By Casimer DeCusatis
Research in photonic computing, particularly photonic integrated circuits, has been ongoing for some time; this includes recent applications in neuromorphic computing, the use of large-scale integrated hardware or software systems to mimic biological architectures in the human brain and nervous system. In this blog, we’ll take a quick look at some emerging innovations in this area.
Industry leaders such as Intel feel that neuromorphic computing could enable the next generation of artificial intelligence systems, and have previously demonstrated silicon implementations with over 128 cores, capable of simulating well over 100,000 neurons. This approach attempts to run elements of machine learning algorithms on hardware that better reflects its massively distributed nature. This could lead to faster, more energy efficient data processing. Unfortunately, this is not an easy task. More so than other, more conventional computer architectures, massively distributed hardware depends on massively parallel interconnects between processing elements (such as neurons). It rapidly becomes impractical to provide dedicated copper wiring for every connection point in these designs. Alternatives such as time division multiplexing have been investigated, effectively trading off bandwidth for connectivity. However, to exploit the full benefit of neuromorphic systems, the inherent parallelism of photonics technology offers a compelling advantage.
Benefits of Photonic Waveguides
The layout of interconnects between artificial neurons can be represented as a matrix-vector operation. Optical signals can implement the required dot product multiplication and addition operations through tunable waveguide elements and wavelength multiplexing systems. Compared with copper interconnects, photonic waveguides offer lower attenuation, and if the light source is off-chip they can also generate less heat. Further, unlike electronic transmission line systems, neural networks are not based on point-to-point interconnects; instead, they require parallel signal fan-in and fan-out operations, which are more readily implemented using photonic waveguides. In fact, it can be impractical to scale electronic systems to large neuromorphic designs, since active buffering would be required for each connection. Neuromorphic photonic systems also offer the advantage of sub-nanosecond latencies and high scalability, which exploits parallel optical processing architectures.
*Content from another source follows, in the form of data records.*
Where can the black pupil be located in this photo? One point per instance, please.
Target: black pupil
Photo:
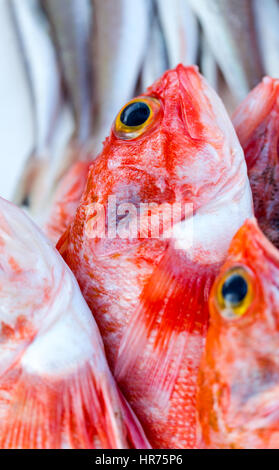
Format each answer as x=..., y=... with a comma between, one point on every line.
x=234, y=289
x=135, y=114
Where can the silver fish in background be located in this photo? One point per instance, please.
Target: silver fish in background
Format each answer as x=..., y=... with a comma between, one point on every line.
x=229, y=28
x=208, y=63
x=180, y=30
x=267, y=24
x=46, y=90
x=119, y=41
x=17, y=129
x=71, y=26
x=156, y=60
x=56, y=389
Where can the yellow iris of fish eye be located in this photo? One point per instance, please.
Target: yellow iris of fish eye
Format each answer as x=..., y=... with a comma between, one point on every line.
x=234, y=309
x=127, y=132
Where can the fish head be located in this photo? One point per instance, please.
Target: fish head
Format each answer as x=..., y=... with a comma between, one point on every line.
x=238, y=397
x=174, y=144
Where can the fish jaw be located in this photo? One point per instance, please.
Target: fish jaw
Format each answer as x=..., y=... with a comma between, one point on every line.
x=56, y=389
x=239, y=372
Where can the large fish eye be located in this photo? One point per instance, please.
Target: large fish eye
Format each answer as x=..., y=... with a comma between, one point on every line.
x=136, y=117
x=234, y=292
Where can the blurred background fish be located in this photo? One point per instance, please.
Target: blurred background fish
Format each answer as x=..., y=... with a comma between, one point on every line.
x=72, y=64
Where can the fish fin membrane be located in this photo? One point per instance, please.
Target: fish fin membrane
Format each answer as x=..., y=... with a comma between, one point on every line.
x=135, y=433
x=72, y=412
x=173, y=309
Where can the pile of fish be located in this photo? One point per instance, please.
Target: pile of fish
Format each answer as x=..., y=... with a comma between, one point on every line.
x=140, y=305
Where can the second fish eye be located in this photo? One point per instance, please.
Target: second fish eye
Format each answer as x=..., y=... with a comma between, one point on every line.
x=234, y=292
x=135, y=114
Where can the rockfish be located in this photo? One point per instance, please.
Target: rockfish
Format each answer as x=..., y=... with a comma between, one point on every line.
x=239, y=375
x=147, y=282
x=56, y=389
x=256, y=121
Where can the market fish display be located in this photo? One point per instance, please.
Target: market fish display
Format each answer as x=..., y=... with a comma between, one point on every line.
x=173, y=146
x=239, y=377
x=119, y=42
x=257, y=126
x=16, y=115
x=46, y=92
x=56, y=390
x=66, y=200
x=266, y=20
x=180, y=29
x=71, y=22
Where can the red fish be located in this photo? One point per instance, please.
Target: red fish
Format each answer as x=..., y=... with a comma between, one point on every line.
x=56, y=389
x=66, y=200
x=173, y=145
x=256, y=121
x=238, y=398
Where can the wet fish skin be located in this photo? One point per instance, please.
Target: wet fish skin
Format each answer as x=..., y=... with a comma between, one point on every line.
x=239, y=374
x=256, y=121
x=56, y=389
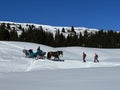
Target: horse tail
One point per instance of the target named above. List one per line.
(48, 55)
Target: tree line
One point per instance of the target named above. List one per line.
(99, 39)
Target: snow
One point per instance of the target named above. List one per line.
(20, 73)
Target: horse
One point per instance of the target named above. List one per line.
(55, 54)
(30, 54)
(26, 52)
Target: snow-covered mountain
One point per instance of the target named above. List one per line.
(49, 28)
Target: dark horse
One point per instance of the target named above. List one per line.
(54, 54)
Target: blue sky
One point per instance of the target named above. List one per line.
(101, 14)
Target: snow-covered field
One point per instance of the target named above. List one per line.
(20, 73)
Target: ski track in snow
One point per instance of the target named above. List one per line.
(13, 60)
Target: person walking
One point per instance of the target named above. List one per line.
(84, 56)
(96, 58)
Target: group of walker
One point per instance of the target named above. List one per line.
(95, 57)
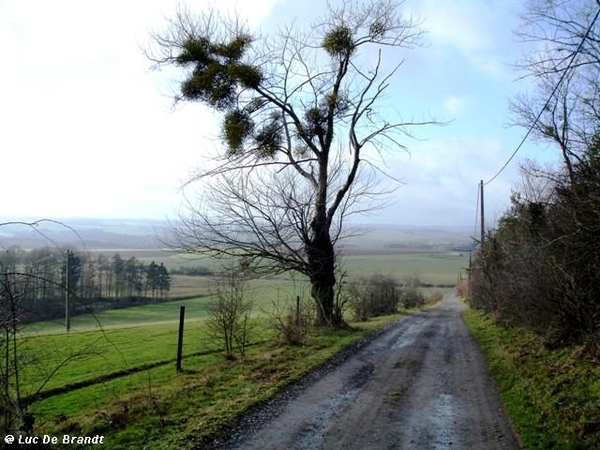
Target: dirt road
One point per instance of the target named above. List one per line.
(423, 384)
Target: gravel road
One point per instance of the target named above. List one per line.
(423, 384)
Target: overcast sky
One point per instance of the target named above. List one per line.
(88, 130)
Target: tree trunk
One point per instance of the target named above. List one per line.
(321, 261)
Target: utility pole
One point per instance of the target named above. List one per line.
(67, 289)
(482, 212)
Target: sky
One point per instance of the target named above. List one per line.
(89, 129)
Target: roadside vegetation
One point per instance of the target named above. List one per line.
(535, 281)
(114, 373)
(551, 395)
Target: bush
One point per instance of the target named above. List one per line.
(539, 269)
(292, 323)
(435, 295)
(377, 295)
(411, 297)
(229, 313)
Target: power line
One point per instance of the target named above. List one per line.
(476, 213)
(587, 33)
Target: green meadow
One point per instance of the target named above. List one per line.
(127, 356)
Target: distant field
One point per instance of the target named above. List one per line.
(131, 338)
(431, 267)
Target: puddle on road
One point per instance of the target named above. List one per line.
(443, 418)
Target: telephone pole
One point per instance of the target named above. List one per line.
(482, 212)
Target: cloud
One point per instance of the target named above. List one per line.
(478, 31)
(455, 105)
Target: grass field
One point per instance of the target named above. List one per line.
(127, 356)
(552, 396)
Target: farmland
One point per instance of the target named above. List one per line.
(114, 373)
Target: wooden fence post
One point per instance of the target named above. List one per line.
(180, 340)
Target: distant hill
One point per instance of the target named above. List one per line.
(147, 234)
(95, 233)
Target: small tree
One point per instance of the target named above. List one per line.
(229, 311)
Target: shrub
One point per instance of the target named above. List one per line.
(376, 295)
(229, 312)
(292, 323)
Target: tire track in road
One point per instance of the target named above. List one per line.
(423, 384)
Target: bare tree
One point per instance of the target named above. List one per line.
(229, 311)
(565, 107)
(300, 115)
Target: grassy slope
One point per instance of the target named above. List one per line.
(166, 411)
(552, 397)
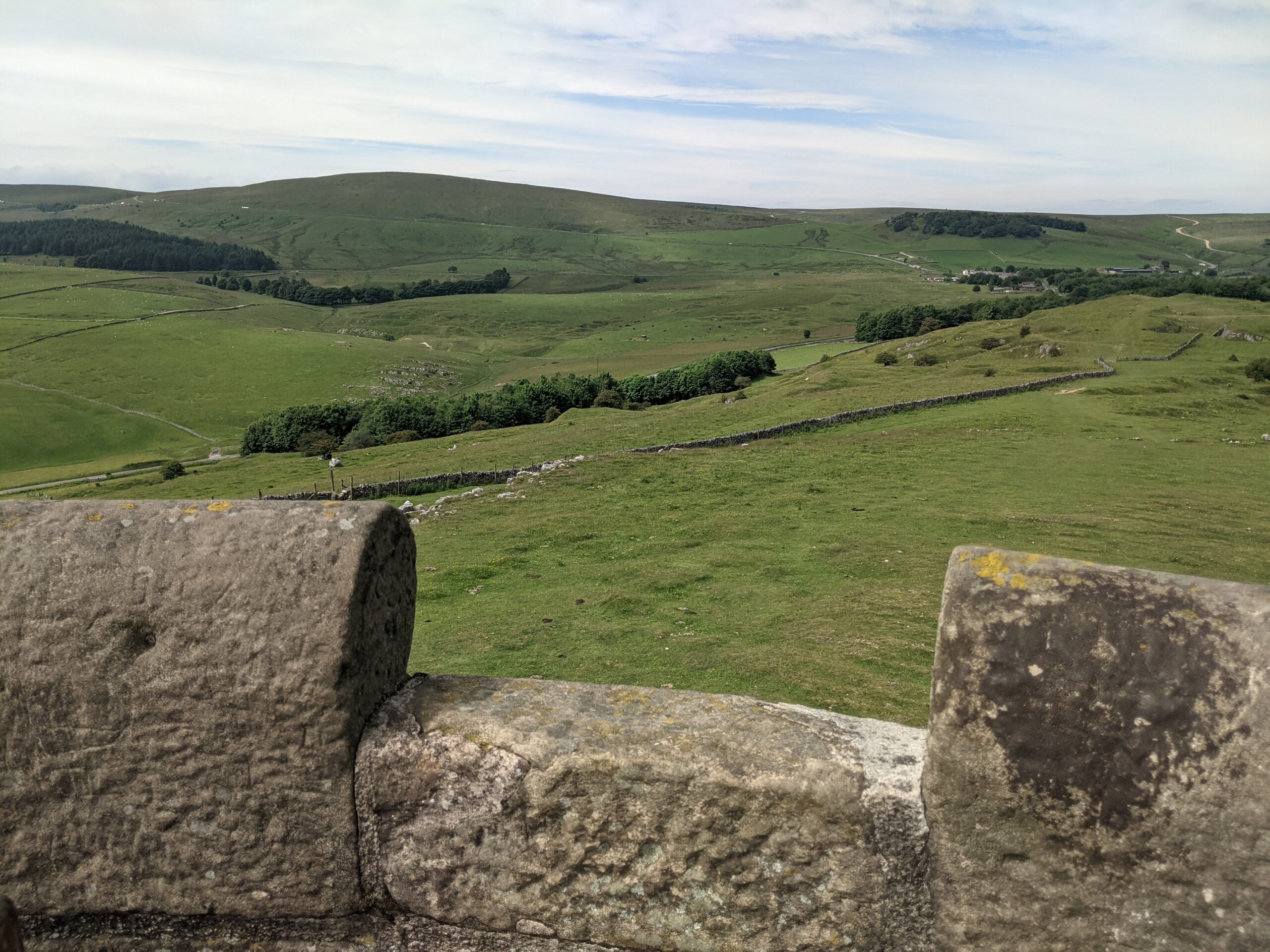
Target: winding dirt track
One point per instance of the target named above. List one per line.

Photonic Neural Networks and Quantum Computers
Photonics has been recognized as a key enabling technology for implementing neuromorphic computing architectures. Ultra-fast, low latency photonic neural networks have applications which include improving the qubit classification operations in quantum computers, solving nonlinear optimization problems and creating intelligent signal processing systems for fiber optics and other systems. To take just one example, photonic neural networks can be used to improve the fidelity of quantum measurements, which is an important step towards developing quantum computers with larger quantum volume. These neural networks can also help qubits remain coherent for longer periods of time, thus allowing researchers to run longer computations. Think of quantum fidelity as the time period during which we can run a quantum algorithm before the qubits are no longer usable, similar to using the calculator on your smart phone when the battery is about to run down. As we improve coherence time in quantum computers, we can create longer, more intricate algorithms that address a wider range of potential applications.
The use of photonics to simulate brain functions and improve quantum computing is only one of the many leading-edge sessions held at this past year’s OFC conference. You won’t want to miss what’s coming next in this rapidly-moving field, so be sure to make your plans now for OFC 2022. If you have a particular application for neuromorphic photonics that you’d like to see highlighted at OFC, drop me a line on Twitter (@Dr_Casimer) and perhaps we’ll discuss it in a future blog. For cited sources, please contact @Dr_Casimer on Twitter.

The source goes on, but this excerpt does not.